3. Pour the milk mixture into the bowl of an electric mixer fitted with a paddle attachment. Add orange zest, orange flower water, vanilla, salt, fennel and ground cardamom. Stir in wheat germ and 1 cup of flour. Beat slowly at first and then gradually speed up to about medium so you don't splash the flour everywhere.
4. As the wet ingredients combine with the dry gradually add the flour in 1/3 of a cup at a time. Resist the temptation to add it all in at once. You will regret having to clean up the flour later.
5.Once the dough has come together you can either turn it out onto a very lightly floured surface to knead it with oiled hands, or change to the dough hook and knead it in the bowl while you are cleaning up the dishes. Knead about 5-10 minutes or until dough is smooth like a baby's bottom.
6.When the dough is smooth, turn out into a lightly oiled bowl. Coat the top with a tiny bit of oil then cover with a clean, damp towel and let rise in a warm place until doubled in size, about 1 to 1.5 hours. If the dough isn't rising don't get frustrated. It can take up to 2 hours depending on the altitude and how old your yeast is.
Bread dough rising.
7. Take the dough out of the bowl and turn onto a lightly floured surface. Pat it into a rectangle and sprinkle with dried fruits and nuts. Roll it up like a cinnamon roll and fold the ends. Knead gently by folding and rolling until the fruits and nuts are well-distributed throughout the dough.
Pat the dough out into a rectangle and sprinkle with dried fruits and nuts.
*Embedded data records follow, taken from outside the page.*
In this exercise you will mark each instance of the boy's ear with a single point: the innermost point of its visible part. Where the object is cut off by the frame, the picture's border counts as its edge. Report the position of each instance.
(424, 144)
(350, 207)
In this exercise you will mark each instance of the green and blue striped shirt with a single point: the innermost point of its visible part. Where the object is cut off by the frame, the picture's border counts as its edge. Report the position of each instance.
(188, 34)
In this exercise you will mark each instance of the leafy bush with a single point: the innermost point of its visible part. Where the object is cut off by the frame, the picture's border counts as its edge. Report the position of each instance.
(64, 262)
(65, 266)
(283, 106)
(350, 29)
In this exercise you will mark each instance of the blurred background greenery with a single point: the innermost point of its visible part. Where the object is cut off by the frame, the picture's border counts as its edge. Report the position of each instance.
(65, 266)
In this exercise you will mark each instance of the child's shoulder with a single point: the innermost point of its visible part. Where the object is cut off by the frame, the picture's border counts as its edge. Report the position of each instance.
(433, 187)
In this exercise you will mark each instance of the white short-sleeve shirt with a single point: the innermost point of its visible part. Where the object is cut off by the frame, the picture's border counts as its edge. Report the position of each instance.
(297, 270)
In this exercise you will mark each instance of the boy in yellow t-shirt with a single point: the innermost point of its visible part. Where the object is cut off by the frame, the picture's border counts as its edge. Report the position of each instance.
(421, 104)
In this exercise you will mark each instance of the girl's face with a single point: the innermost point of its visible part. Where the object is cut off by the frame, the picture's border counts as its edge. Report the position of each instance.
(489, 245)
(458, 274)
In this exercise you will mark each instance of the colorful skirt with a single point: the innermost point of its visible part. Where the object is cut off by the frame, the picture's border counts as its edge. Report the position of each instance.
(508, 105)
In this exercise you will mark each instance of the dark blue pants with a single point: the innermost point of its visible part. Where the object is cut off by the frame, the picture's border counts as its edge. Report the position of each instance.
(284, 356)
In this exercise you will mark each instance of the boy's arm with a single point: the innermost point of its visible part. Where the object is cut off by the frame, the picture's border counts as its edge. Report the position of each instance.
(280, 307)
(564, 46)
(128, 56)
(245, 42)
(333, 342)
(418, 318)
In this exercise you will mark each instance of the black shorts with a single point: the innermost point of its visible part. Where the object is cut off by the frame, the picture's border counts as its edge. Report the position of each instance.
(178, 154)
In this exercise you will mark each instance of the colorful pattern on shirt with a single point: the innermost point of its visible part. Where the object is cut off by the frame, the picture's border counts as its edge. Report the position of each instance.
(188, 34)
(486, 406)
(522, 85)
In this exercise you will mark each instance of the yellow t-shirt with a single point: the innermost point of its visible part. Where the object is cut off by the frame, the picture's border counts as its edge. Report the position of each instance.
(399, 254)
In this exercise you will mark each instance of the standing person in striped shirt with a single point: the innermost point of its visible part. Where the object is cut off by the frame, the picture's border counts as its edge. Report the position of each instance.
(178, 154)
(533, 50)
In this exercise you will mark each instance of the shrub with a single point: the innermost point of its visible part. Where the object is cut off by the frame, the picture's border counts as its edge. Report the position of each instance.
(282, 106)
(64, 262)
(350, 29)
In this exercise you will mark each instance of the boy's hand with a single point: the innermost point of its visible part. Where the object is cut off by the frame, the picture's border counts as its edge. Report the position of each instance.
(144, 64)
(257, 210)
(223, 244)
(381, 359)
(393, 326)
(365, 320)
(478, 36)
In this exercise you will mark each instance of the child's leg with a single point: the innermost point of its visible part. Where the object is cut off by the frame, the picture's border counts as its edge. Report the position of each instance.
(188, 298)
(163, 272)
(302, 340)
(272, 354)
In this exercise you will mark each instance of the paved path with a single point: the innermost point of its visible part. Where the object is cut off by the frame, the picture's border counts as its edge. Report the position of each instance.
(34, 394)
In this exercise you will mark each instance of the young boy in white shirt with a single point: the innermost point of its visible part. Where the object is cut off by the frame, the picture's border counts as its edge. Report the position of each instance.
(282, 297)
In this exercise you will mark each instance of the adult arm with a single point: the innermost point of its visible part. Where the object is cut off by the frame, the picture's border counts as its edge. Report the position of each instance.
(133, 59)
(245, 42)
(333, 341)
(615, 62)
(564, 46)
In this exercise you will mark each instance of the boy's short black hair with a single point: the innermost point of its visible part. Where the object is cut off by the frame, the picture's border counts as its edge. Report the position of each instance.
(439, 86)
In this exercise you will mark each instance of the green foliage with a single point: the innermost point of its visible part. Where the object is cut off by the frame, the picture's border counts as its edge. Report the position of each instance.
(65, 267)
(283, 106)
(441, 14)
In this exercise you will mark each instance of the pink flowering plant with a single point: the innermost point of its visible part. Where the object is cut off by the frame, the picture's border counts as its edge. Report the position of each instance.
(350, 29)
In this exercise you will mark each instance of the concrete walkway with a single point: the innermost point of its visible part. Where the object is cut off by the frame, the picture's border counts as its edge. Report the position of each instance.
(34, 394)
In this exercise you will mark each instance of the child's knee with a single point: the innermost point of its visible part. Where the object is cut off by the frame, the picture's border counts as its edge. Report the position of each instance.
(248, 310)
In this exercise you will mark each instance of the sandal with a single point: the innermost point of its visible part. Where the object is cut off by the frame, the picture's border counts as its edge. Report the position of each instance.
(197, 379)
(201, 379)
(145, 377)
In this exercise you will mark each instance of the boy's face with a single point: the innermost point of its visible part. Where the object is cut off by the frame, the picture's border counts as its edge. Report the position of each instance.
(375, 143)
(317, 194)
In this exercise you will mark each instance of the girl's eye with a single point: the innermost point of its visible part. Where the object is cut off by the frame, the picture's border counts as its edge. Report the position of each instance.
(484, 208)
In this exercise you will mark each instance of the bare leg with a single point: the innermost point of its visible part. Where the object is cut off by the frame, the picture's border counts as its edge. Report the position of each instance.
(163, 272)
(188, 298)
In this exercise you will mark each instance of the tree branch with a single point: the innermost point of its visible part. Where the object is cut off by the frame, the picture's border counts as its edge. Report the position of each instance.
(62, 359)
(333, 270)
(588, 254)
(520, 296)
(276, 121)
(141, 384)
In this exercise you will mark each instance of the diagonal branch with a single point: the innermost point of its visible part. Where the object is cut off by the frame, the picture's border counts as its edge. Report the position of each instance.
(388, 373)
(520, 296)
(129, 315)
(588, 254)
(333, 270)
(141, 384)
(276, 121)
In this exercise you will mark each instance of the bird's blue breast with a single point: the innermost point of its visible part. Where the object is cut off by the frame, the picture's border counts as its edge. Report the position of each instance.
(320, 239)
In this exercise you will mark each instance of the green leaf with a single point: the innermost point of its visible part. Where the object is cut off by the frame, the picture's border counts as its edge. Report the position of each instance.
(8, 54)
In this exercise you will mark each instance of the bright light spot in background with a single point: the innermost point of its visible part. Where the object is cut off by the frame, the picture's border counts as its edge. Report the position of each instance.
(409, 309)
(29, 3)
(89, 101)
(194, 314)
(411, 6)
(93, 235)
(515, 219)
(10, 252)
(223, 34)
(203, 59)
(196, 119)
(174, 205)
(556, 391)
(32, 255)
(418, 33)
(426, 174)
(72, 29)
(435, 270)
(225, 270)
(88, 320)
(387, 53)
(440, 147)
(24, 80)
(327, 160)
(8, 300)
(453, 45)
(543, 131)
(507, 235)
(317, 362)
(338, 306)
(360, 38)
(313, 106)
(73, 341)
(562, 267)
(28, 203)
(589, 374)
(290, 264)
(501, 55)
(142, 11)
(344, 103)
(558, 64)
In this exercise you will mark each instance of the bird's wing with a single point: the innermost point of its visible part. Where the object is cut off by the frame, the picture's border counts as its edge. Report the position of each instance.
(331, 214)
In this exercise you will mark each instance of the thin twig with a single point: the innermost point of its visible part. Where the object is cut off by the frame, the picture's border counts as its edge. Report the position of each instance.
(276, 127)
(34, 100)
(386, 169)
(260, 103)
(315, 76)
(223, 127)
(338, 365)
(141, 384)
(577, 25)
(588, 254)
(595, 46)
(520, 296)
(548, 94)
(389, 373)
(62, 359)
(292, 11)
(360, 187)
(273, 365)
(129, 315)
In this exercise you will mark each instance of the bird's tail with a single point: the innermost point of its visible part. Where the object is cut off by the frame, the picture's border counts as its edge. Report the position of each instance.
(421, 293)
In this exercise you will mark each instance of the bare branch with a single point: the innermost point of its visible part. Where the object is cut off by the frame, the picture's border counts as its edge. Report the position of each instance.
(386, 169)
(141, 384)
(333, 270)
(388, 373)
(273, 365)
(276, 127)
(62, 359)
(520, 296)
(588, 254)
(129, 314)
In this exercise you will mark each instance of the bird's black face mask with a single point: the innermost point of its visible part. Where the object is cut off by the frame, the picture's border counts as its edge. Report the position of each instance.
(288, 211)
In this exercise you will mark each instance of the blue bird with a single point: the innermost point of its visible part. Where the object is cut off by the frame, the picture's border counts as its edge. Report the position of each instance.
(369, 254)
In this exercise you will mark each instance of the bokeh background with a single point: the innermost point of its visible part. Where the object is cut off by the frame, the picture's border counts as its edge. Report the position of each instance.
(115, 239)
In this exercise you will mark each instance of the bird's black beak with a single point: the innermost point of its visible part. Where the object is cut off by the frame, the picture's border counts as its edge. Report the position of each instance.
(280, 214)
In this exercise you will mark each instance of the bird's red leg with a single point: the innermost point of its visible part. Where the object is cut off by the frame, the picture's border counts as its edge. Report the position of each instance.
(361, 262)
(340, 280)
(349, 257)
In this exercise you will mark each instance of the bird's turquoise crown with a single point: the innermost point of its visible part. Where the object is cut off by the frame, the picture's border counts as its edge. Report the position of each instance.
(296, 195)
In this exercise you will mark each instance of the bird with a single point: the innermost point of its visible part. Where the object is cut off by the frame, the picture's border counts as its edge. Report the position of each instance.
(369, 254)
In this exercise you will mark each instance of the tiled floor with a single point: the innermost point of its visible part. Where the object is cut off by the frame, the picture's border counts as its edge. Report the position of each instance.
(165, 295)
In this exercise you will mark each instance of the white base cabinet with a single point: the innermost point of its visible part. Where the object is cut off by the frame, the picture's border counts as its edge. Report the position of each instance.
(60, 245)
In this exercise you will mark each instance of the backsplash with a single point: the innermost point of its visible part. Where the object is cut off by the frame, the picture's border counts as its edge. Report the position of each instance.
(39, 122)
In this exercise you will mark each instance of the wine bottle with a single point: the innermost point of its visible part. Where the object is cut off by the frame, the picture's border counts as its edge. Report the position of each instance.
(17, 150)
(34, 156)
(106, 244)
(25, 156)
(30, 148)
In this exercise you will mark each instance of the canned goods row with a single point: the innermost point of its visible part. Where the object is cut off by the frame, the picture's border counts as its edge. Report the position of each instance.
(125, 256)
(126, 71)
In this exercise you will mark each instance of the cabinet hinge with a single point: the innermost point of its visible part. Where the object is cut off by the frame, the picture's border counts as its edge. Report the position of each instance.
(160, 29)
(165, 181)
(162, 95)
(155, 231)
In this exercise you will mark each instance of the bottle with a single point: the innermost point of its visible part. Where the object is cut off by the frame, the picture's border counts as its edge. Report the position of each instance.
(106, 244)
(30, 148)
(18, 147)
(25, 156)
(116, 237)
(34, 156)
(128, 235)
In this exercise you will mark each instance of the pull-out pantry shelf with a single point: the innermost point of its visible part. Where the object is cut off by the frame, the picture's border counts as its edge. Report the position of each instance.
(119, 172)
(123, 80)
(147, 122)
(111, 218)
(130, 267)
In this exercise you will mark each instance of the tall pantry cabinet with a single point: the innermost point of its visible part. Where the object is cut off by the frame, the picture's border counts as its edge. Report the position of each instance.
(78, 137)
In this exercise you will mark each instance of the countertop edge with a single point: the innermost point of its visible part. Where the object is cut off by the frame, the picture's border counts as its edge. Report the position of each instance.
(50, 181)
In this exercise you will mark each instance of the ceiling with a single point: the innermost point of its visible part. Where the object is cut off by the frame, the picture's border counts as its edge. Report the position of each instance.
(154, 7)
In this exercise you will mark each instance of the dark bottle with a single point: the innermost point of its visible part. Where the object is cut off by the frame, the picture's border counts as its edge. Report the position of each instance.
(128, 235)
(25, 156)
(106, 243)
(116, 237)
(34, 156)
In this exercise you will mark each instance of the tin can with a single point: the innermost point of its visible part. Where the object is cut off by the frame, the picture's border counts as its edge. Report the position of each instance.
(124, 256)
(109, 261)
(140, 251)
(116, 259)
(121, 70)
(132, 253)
8. Cut the dough in half and roll each half on a lightly floured surface into a 24-inch long rope. Twist the two ropes together and form into a ring on a parchment lined baking sheet, tucking the ends neatly together. Set aside for about 15 minutes while the oven is heating up.
Twist the ropes into a circle.
9. Preheat oven to 350 degrees F and bake for about 20 minutes. Remove from oven and brush with olive oil or melted margarine. Return to oven and bake another 10-15 minutes or until a deep golden brown and sound a little bit hollow when tapped.